RISMEDIA, Jan. 9, 2008-While many may think that the word “subprime” is a commonly used word exclusively in the real estate industry and for those looking to buy, the Dialect Society recently proved otherwise, voting “subprime” as the Word of the Year.
The Society defines “subprime” as a risky or less than ideal loan, mortgage, or investment, and as this word makes its debut as Word of the Year, “subprime was also winner of a brand-new 2007 category for real estate words, a category which reflects the preoccupation of the press and public for the past year with a deepening mortgage crisis.
“When you have investment companies losing billions of dollars over something like bundled subprime loans, then you have to consider whether it’s important,” Professor Wayne Glowka, Dean of Arts and Humanities of Reinhardt College, chair of the New Words Committee of the American Dialect Society said. “You probably also want to think about paying off that third mortgage.”

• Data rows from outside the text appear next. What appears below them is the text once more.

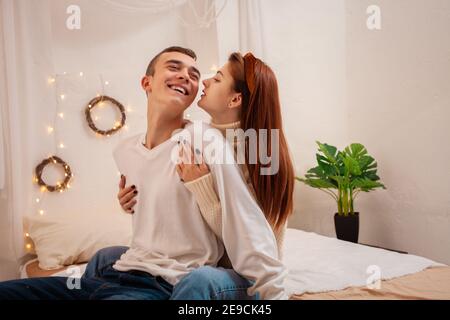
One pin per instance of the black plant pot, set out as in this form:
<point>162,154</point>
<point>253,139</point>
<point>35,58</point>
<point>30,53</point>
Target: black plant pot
<point>347,227</point>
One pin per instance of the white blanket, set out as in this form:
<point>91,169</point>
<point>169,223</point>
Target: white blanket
<point>318,264</point>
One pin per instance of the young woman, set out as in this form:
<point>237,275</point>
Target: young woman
<point>242,95</point>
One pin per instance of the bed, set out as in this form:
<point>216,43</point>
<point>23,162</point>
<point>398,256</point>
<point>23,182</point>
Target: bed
<point>321,267</point>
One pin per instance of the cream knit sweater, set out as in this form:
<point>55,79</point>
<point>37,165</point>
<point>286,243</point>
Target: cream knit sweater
<point>208,201</point>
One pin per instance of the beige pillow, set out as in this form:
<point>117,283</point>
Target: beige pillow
<point>66,240</point>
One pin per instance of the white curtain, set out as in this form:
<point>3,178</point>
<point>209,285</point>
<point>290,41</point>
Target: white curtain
<point>25,62</point>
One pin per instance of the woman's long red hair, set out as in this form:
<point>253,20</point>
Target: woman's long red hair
<point>261,110</point>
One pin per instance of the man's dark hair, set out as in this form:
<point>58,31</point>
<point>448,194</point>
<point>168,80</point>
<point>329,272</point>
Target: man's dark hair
<point>151,66</point>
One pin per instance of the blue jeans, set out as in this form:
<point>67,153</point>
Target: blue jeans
<point>204,283</point>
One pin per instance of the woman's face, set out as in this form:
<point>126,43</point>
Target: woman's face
<point>218,95</point>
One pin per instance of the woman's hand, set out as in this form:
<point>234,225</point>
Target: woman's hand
<point>189,170</point>
<point>126,195</point>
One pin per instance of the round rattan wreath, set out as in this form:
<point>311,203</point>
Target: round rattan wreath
<point>59,186</point>
<point>91,123</point>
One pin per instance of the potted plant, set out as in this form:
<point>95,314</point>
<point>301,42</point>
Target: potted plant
<point>348,172</point>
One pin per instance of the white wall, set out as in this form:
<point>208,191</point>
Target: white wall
<point>398,93</point>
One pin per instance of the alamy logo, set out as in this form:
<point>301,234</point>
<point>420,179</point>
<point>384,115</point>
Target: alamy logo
<point>262,146</point>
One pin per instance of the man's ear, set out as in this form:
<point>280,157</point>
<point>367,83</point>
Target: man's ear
<point>236,101</point>
<point>146,84</point>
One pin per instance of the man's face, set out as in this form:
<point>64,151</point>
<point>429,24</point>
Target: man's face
<point>174,84</point>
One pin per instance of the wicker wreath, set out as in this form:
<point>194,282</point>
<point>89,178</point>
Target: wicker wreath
<point>91,123</point>
<point>59,186</point>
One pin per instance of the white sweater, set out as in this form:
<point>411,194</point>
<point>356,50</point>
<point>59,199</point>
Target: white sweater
<point>170,237</point>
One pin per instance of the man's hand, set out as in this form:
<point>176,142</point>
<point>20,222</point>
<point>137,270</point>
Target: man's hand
<point>126,195</point>
<point>188,170</point>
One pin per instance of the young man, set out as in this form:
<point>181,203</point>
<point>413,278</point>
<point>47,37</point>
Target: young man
<point>170,239</point>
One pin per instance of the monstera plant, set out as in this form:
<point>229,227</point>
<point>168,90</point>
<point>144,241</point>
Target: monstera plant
<point>342,175</point>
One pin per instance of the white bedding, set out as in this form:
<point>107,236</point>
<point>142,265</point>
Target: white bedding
<point>318,264</point>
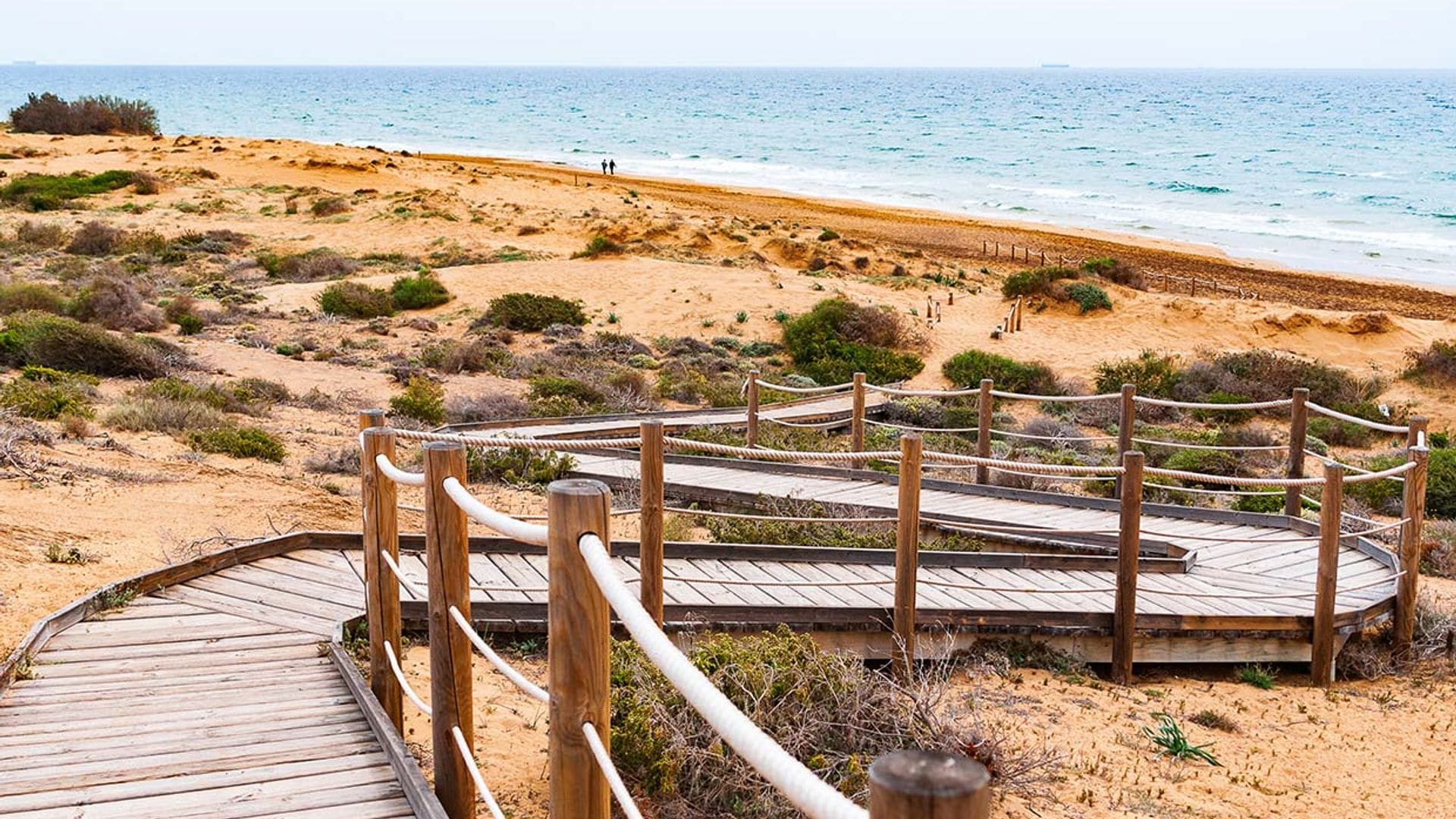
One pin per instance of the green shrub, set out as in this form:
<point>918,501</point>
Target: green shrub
<point>422,400</point>
<point>1034,281</point>
<point>837,338</point>
<point>31,297</point>
<point>356,300</point>
<point>1088,297</point>
<point>968,368</point>
<point>529,312</point>
<point>41,191</point>
<point>598,246</point>
<point>239,442</point>
<point>66,344</point>
<point>419,292</point>
<point>1150,372</point>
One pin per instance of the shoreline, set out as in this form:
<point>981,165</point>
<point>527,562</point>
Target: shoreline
<point>946,232</point>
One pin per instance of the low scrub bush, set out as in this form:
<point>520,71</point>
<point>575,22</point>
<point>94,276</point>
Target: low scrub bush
<point>837,338</point>
<point>529,312</point>
<point>356,300</point>
<point>422,400</point>
<point>22,297</point>
<point>968,368</point>
<point>50,114</point>
<point>419,292</point>
<point>67,344</point>
<point>41,191</point>
<point>239,442</point>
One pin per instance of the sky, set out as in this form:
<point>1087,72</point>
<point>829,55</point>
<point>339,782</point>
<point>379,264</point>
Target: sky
<point>1277,34</point>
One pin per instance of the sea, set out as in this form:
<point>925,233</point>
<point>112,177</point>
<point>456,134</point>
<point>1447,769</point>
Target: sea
<point>1341,171</point>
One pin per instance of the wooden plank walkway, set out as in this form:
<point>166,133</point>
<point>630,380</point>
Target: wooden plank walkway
<point>204,698</point>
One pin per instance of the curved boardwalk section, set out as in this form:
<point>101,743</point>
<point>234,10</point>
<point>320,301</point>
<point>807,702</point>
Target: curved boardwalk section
<point>218,697</point>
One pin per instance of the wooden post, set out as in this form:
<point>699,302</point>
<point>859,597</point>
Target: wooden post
<point>1126,422</point>
<point>579,651</point>
<point>1298,441</point>
<point>379,499</point>
<point>856,420</point>
<point>753,409</point>
<point>1413,507</point>
<point>983,428</point>
<point>908,550</point>
<point>650,554</point>
<point>929,784</point>
<point>1128,537</point>
<point>447,563</point>
<point>1323,649</point>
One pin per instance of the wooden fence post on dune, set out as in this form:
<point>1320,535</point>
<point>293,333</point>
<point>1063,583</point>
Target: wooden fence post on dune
<point>447,563</point>
<point>984,403</point>
<point>1128,541</point>
<point>856,422</point>
<point>379,499</point>
<point>1327,577</point>
<point>579,651</point>
<point>908,551</point>
<point>1298,441</point>
<point>1407,591</point>
<point>650,554</point>
<point>929,784</point>
<point>753,409</point>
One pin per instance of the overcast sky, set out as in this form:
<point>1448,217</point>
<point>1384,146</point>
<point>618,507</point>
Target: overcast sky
<point>1305,34</point>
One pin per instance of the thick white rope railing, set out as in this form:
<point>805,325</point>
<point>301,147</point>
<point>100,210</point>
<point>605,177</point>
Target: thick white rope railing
<point>797,783</point>
<point>804,390</point>
<point>533,534</point>
<point>1340,416</point>
<point>528,687</point>
<point>397,474</point>
<point>403,684</point>
<point>475,774</point>
<point>609,770</point>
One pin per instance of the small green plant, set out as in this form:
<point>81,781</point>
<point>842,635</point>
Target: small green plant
<point>1258,676</point>
<point>239,442</point>
<point>422,400</point>
<point>1171,741</point>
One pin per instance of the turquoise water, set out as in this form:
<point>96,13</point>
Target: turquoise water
<point>1348,171</point>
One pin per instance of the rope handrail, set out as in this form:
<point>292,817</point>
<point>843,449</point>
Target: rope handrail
<point>1340,416</point>
<point>507,670</point>
<point>1209,447</point>
<point>397,474</point>
<point>802,390</point>
<point>1274,404</point>
<point>609,770</point>
<point>533,534</point>
<point>403,684</point>
<point>792,779</point>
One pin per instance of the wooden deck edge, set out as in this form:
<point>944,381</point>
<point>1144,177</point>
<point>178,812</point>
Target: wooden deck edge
<point>143,583</point>
<point>419,793</point>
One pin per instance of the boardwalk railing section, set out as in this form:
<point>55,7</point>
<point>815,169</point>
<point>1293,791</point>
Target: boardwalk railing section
<point>584,588</point>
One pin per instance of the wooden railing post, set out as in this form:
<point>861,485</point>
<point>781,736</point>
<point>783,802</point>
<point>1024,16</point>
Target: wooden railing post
<point>856,422</point>
<point>1323,646</point>
<point>908,550</point>
<point>753,409</point>
<point>1126,425</point>
<point>447,563</point>
<point>928,784</point>
<point>1298,442</point>
<point>1413,507</point>
<point>650,554</point>
<point>1128,541</point>
<point>984,404</point>
<point>379,500</point>
<point>579,651</point>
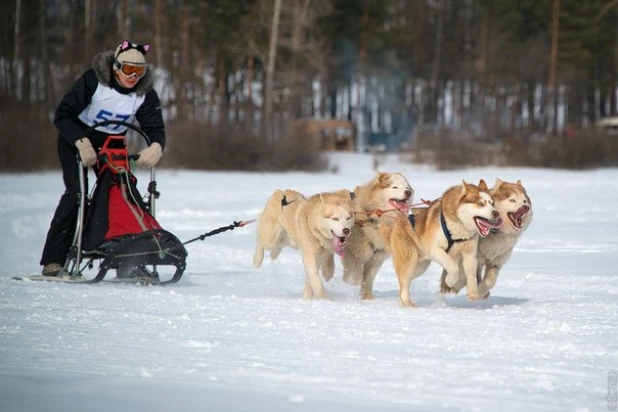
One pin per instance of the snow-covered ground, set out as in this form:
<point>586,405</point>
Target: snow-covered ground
<point>229,337</point>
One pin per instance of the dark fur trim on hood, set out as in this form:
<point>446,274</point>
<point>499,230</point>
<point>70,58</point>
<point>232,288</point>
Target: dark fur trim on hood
<point>102,65</point>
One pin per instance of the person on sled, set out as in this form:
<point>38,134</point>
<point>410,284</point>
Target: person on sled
<point>119,86</point>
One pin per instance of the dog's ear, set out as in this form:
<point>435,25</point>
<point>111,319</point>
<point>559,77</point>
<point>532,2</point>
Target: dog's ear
<point>464,187</point>
<point>483,185</point>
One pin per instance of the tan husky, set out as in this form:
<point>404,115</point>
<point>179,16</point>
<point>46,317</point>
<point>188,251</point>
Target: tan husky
<point>448,230</point>
<point>318,226</point>
<point>513,203</point>
<point>364,251</point>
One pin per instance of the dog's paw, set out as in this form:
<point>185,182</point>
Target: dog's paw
<point>307,293</point>
<point>444,289</point>
<point>407,303</point>
<point>483,291</point>
<point>352,278</point>
<point>451,279</point>
<point>366,295</point>
<point>472,295</point>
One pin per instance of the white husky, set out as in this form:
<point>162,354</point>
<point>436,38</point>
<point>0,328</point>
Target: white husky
<point>318,226</point>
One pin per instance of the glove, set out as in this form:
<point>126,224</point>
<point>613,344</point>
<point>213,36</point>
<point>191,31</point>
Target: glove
<point>149,156</point>
<point>86,152</point>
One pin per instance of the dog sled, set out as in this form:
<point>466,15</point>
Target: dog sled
<point>116,226</point>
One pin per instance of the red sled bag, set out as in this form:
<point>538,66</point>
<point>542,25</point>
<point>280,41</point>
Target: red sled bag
<point>116,207</point>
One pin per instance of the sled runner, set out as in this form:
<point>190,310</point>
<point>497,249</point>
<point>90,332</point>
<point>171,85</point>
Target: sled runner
<point>117,227</point>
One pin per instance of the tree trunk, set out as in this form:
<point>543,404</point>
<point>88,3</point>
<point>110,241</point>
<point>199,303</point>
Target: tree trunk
<point>158,32</point>
<point>435,66</point>
<point>249,112</point>
<point>553,59</point>
<point>270,72</point>
<point>16,47</point>
<point>87,31</point>
<point>50,95</point>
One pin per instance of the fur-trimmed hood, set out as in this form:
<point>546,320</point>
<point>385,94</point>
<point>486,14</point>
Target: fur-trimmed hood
<point>102,64</point>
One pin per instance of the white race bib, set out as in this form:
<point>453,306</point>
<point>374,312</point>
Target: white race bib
<point>108,104</point>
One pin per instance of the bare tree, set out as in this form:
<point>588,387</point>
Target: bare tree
<point>553,58</point>
<point>270,71</point>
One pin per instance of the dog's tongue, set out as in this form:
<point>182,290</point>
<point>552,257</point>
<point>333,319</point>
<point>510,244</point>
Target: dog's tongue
<point>485,225</point>
<point>338,243</point>
<point>399,204</point>
<point>522,211</point>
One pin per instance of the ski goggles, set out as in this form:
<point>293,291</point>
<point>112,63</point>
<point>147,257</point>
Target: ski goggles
<point>137,70</point>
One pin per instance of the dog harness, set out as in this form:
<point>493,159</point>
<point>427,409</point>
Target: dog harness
<point>447,234</point>
<point>412,219</point>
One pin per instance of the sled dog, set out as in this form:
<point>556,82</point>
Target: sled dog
<point>448,230</point>
<point>513,204</point>
<point>317,226</point>
<point>364,250</point>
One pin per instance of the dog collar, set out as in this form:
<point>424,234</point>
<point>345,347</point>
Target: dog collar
<point>412,220</point>
<point>447,233</point>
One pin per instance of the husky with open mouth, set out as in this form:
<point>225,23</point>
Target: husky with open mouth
<point>448,231</point>
<point>364,251</point>
<point>318,226</point>
<point>515,208</point>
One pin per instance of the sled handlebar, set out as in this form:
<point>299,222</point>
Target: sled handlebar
<point>120,123</point>
<point>132,157</point>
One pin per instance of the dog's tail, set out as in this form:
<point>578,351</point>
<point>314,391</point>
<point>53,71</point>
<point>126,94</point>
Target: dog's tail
<point>269,229</point>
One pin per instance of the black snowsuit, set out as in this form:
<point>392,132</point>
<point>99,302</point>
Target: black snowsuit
<point>71,128</point>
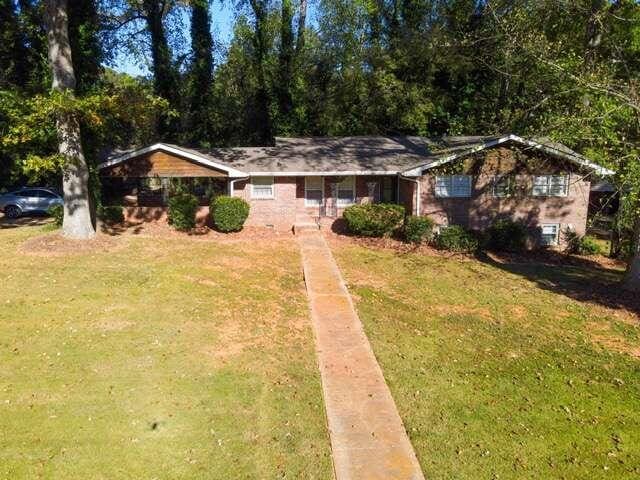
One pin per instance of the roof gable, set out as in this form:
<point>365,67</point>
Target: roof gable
<point>178,151</point>
<point>551,148</point>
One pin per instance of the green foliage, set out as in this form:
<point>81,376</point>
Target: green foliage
<point>506,235</point>
<point>457,239</point>
<point>182,211</point>
<point>110,213</point>
<point>585,245</point>
<point>589,246</point>
<point>229,213</point>
<point>57,213</point>
<point>417,229</point>
<point>373,220</point>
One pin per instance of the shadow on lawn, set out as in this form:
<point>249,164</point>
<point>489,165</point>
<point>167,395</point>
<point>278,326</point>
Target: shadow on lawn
<point>578,278</point>
<point>33,219</point>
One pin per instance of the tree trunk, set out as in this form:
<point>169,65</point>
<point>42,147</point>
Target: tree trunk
<point>302,25</point>
<point>75,174</point>
<point>263,118</point>
<point>200,129</point>
<point>632,277</point>
<point>285,100</point>
<point>165,82</point>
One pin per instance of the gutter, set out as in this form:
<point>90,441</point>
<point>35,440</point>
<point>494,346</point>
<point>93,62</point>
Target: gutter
<point>417,182</point>
<point>232,183</point>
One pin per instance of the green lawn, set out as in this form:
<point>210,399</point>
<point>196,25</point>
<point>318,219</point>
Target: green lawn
<point>503,370</point>
<point>157,358</point>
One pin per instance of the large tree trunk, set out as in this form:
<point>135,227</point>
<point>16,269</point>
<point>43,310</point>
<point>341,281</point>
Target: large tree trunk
<point>632,278</point>
<point>75,175</point>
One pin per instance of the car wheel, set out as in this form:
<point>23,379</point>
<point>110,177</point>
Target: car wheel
<point>12,211</point>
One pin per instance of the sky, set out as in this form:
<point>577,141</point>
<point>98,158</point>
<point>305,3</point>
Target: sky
<point>223,16</point>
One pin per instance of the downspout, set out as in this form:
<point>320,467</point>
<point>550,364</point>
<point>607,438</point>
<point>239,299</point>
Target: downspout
<point>417,182</point>
<point>232,182</point>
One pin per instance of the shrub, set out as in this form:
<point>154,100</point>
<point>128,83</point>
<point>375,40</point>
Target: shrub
<point>110,214</point>
<point>229,213</point>
<point>457,239</point>
<point>417,229</point>
<point>373,220</point>
<point>182,211</point>
<point>57,212</point>
<point>506,235</point>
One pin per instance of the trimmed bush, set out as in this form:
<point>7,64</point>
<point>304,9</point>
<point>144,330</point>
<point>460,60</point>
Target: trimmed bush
<point>57,213</point>
<point>182,211</point>
<point>506,235</point>
<point>417,229</point>
<point>110,214</point>
<point>457,239</point>
<point>581,245</point>
<point>373,220</point>
<point>229,213</point>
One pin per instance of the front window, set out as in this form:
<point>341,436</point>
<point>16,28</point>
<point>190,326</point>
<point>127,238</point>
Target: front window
<point>453,186</point>
<point>550,234</point>
<point>262,187</point>
<point>346,191</point>
<point>313,191</point>
<point>550,185</point>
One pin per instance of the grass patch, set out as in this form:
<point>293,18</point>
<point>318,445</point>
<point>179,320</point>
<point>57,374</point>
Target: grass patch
<point>162,358</point>
<point>497,370</point>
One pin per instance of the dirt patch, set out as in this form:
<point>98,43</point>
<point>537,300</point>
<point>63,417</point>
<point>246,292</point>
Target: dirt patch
<point>462,310</point>
<point>519,312</point>
<point>603,335</point>
<point>553,258</point>
<point>54,244</point>
<point>114,325</point>
<point>235,337</point>
<point>201,281</point>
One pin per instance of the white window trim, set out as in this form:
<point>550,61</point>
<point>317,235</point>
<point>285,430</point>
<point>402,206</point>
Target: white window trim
<point>556,242</point>
<point>548,188</point>
<point>495,179</point>
<point>306,200</point>
<point>353,193</point>
<point>263,197</point>
<point>453,195</point>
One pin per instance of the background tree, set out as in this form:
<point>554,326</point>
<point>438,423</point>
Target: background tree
<point>200,131</point>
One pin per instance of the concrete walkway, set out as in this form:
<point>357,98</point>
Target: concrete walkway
<point>368,439</point>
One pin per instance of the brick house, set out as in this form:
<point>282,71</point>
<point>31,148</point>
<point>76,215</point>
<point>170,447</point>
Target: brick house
<point>470,181</point>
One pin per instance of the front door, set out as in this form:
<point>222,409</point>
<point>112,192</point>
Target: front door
<point>314,194</point>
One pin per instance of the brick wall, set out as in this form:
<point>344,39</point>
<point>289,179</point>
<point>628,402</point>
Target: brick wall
<point>278,212</point>
<point>288,205</point>
<point>482,208</point>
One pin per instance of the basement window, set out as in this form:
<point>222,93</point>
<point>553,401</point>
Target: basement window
<point>550,233</point>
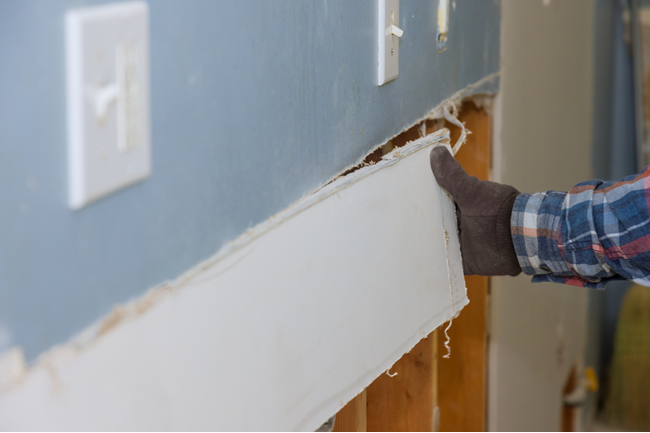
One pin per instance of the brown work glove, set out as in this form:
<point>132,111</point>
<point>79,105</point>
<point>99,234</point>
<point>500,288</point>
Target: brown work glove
<point>483,210</point>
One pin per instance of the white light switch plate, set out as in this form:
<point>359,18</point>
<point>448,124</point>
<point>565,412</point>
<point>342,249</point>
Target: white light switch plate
<point>107,55</point>
<point>388,42</point>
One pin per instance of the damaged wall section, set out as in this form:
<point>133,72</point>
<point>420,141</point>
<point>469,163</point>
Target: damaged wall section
<point>240,130</point>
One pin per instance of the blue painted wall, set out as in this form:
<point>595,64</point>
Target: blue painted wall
<point>254,105</point>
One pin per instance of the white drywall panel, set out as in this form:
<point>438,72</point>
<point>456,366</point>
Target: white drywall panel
<point>278,332</point>
<point>542,141</point>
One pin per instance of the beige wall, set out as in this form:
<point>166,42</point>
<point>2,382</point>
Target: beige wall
<point>543,124</point>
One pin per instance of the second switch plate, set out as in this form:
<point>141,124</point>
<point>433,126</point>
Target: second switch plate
<point>107,49</point>
<point>388,34</point>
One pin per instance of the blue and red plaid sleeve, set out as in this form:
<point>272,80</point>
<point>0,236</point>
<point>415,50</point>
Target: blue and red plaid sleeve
<point>594,233</point>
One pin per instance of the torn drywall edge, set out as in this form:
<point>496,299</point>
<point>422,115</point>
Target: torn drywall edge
<point>124,312</point>
<point>320,413</point>
<point>486,86</point>
<point>481,92</point>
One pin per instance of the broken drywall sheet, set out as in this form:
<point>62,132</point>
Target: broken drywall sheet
<point>279,331</point>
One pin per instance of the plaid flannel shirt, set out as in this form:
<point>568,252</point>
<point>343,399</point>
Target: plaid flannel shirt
<point>594,233</point>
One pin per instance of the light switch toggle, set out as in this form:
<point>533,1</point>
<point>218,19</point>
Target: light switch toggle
<point>104,98</point>
<point>395,31</point>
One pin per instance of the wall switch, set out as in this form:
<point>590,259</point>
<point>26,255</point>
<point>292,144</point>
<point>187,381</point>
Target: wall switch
<point>388,34</point>
<point>107,60</point>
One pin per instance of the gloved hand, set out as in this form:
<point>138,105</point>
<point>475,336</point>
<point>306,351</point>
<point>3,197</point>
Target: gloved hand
<point>483,210</point>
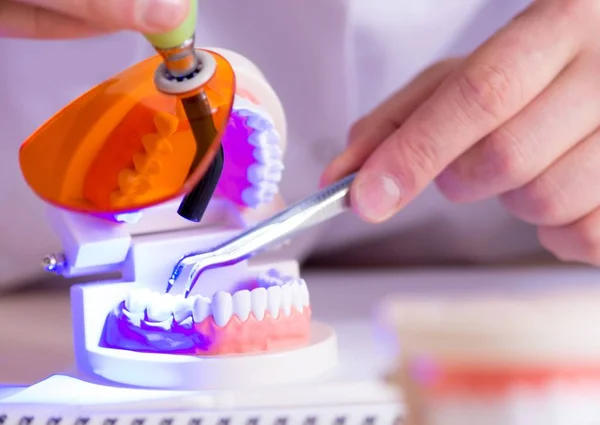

According to the Dialect Society, Word of the Year is interpreted in its broader sense as “vocabulary item”-not just words but phrases. The words or phrases do not have to be brand-new, but they have to be newly prominent or notable in the past year, in the manner of Time magazine’s Person of the Year.
The Society claims that the vote is the longest-running such vote anywhere, the only one not tied to commercial interests, and the word-of-the-year event up to which all others lead. It is fully informed by the members’ expertise in the study of words, but it is far from a solemn occasion. Members in the 118-year-old organization include linguists, lexicographers, etymologists, grammarians, historians, researchers, writers, authors, editors, professors, university students, and independent scholars. In conducting the vote, they act in fun and do not pretend to be officially inducting American words into the English language. Instead they are highlighting that language change is normal, ongoing, and possibly entertaining.
The Dialect Society also released its runners up for Word of the Year. Among those include “green,” “surge,” “Facebook,” “Waterboarding,” and “Googlegänger.”
When it comes to top words in the Real Estate/Mortgage/Loans category, other key words found include:
- Liar’s loan/liar loan: Money borrowed from a financial institution under false pretenses, especially in the form of a “stated income” or “no-doc” loan which can permit a borrower to exaggerate income.
- NINJA No Income, No Job or Assets: A poorly documented loan made to a high-risk borrower.
- Scratch and dent loan: A loan or mortgage that has become a risky debt investment, especially one secured with minimal documentation or made by a borrower who has missed payments.